- Power type: Steam
- Designer: Daniel Gooch
- Builder: Vulcan Foundry
- Serial number: 365–366, 401–402
- Configuration:: ​
- • Whyte: 0-6-0ST
- Gauge: 7 ft (2,134 mm)
- Driver dia.: 4 ft 9 in (1.448 m)
- Wheelbase: 15 ft 7 in (4.75 m)
- Cylinder size: 17 in × 24 in (432 mm × 610 mm)
- Operators: South Devon Railway
- Class: Tornado

= South Devon Railway Tornado class =

Class of British steam locomotives

The four Tornado class locomotives were broad gauge locomotives operated on the South Devon Railway and associated railways. They were designed for goods trains but were also used on passenger trains when required.

They were ordered by Evans and Geach who were contracted to operate the railway's locomotives. They were designed by Daniel Gooch and based on his Banking Class locomotives built for the Great Western Railway who had previously operated the South Devon Railway, and built by the Vulcan Foundry.

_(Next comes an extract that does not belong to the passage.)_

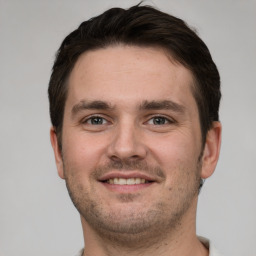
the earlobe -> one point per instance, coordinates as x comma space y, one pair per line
211, 150
57, 153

On 1 February 1876 the South Devon Railway was amalgamated with the Great Western Railway, the locomotives were given numbers by their new owners but continued to carry their names too.

Three similar locomotives were built for the Vale of Neath Railway in 1854. Some of these could be found working on the South Devon lines after the 1876 amalgamation.

== Locomotives ==
- Goliah (1855 – 1885) GWR no. 2141
  - This locomotive was named after a biblical character, Goliath.
- Sampson (1855 – 1884) GWR no. 2142
  - This locomotive was named after Samson, a biblical character associated with Goliath.
- Tornado (1854 – 1884) GWR no. 2139
  - On 13 March 1860 Tornado was working a goods train at Totnes when its boiler exploded, killing the driver. It was also notorious for being the locomotive of a runaway china clay train at Burngullow on the Cornwall Railway on 29 October 1872.
  - A tornado is a kind of wind.
- Volcano (1854 – 1877) GWR no. 2140
  - A volcano is a mountain that erupts magma.